An outbreak of mumps here in recent weeks may not spread much further, health officials believe, but it serves as a reminder that the infection once a rite of passage for generations of swollen-cheeked schoolchildren stubbornly refuses to go away — despite a vaccine.

Ten cases of mumps in adult men, ranging from their early 20s to 80, were reported in Bexar County last week. Nine were inmates at the Bexar County Jail, and the 10th and oldest was a close contact of an inmate.

Medical records show at least several had been vaccinated or had contracted mumps years ago. Two required hospitalization. An 11th, unrelated case was reported in May.

Only 35 other cases have been reported throughout Texas this year — 16 of those in adults.

“People who have been immunized are coming down with it,” said Roger Sanchez, senior epidemiologist with the Metropolitan Health District. “We have two guys that gave us excellent (documented) histories of having had mumps, and they came down with it.”

Less than two decades ago, mumps was on a very short list of diseases that experts identified as possible to eradicate.
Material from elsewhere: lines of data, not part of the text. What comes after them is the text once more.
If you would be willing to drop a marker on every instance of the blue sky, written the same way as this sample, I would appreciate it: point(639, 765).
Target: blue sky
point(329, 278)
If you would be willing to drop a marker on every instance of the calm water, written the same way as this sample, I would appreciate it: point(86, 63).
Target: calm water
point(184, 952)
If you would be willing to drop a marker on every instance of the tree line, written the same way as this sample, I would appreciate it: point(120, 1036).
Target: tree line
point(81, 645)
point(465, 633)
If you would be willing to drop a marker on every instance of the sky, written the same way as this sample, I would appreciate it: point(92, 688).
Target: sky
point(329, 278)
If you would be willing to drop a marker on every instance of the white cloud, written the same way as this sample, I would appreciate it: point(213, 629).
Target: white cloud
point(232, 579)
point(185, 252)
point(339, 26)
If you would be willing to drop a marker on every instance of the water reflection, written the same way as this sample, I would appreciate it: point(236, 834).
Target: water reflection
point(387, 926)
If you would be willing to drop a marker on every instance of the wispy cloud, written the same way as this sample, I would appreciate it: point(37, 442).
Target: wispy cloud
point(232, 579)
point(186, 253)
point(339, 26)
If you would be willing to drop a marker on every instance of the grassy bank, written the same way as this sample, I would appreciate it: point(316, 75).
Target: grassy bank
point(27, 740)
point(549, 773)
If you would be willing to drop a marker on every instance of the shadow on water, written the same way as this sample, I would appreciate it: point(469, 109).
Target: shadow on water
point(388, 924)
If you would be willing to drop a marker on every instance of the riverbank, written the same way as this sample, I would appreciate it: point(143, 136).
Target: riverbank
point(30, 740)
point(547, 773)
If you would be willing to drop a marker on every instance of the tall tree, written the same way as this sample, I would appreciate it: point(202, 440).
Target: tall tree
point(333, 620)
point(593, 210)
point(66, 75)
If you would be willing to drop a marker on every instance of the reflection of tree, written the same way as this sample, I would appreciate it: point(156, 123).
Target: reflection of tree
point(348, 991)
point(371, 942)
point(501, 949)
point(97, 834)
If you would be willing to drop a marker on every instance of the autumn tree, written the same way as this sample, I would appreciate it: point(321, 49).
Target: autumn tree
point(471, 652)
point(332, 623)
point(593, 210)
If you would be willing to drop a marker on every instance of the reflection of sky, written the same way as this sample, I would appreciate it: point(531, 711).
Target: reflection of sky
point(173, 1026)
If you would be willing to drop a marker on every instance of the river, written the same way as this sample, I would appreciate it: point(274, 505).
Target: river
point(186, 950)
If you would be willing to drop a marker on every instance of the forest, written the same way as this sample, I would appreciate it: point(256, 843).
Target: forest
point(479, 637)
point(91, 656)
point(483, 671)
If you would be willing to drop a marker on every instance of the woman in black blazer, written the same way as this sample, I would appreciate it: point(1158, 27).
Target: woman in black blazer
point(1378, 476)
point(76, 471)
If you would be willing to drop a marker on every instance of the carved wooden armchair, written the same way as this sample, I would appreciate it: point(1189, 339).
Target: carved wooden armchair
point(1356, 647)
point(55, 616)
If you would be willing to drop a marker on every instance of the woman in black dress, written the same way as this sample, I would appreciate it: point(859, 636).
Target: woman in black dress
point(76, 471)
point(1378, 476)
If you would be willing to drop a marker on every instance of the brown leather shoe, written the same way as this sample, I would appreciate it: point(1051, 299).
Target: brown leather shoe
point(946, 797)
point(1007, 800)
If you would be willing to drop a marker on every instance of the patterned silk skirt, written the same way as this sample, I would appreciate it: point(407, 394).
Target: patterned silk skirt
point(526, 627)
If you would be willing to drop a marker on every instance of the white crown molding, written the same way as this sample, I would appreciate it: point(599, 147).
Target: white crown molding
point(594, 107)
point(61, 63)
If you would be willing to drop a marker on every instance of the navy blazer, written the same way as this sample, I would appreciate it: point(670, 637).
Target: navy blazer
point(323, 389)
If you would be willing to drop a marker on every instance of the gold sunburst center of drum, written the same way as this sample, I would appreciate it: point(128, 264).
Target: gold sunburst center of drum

That now seems unlikely anytime soon. A 2006 outbreak that began in Iowa and another still smoldering in New York and New Jersey have infected thousands.

The New York outbreak began in 2009 when an unvaccinated 11-year-old boy traveled to England, where mumps cases are widespread because of disproven fears that the combined measles, mumps and rubella vaccine causes autism.

That boy returned home and infected others at a religious-oriented camp — an outbreak that by January had infected more than 1,500 people. Most of them had been vaccinated, and almost all were linked to the same religious community. That makes it similar to many outbreaks that occur with long periods of exposure in confined spaces such as classrooms, dormitories and jails.

The mumps vaccine is only 85 to 90 percent effective, said Dr. Greg Wallace, a medical officer with the viral division of the Centers for Disease Control and Prevention.

“So if you have enough exposure to the virus, it is possible for people who get vaccinated to develop the disease,” he said.

The good news is that mumps is a lot harder to catch than measles, although both are spread by coughs and sneezes, he added.

“Even when there are these pockets of mumps outbreaks, they tend to stay in whatever community it took hold,” he said. “And why it sometimes takes hold and sometimes it doesn’t, we don’t know.”

Also, mumps isn’t typically as serious an illness as measles, for example, although in rare cases it can cause encephalitis. However, it can make people miserable through swelling of the salivary glands or — in older boys and men — of the testicles, a complication that can cause sterility.

“We say that people don’t care about mumps until they get it,” Wallace said. “It’s not pleasant. It can be asymptomatic, but you can have a fairly painful course, depending on where you get infected.”

While the MMR vaccine became widely used in the mid-1970s, and a booster shot was added in 1989, experts are debating whether another booster might help. Two studies are under way in New York and Guam that might shed light on the question, Wallace said.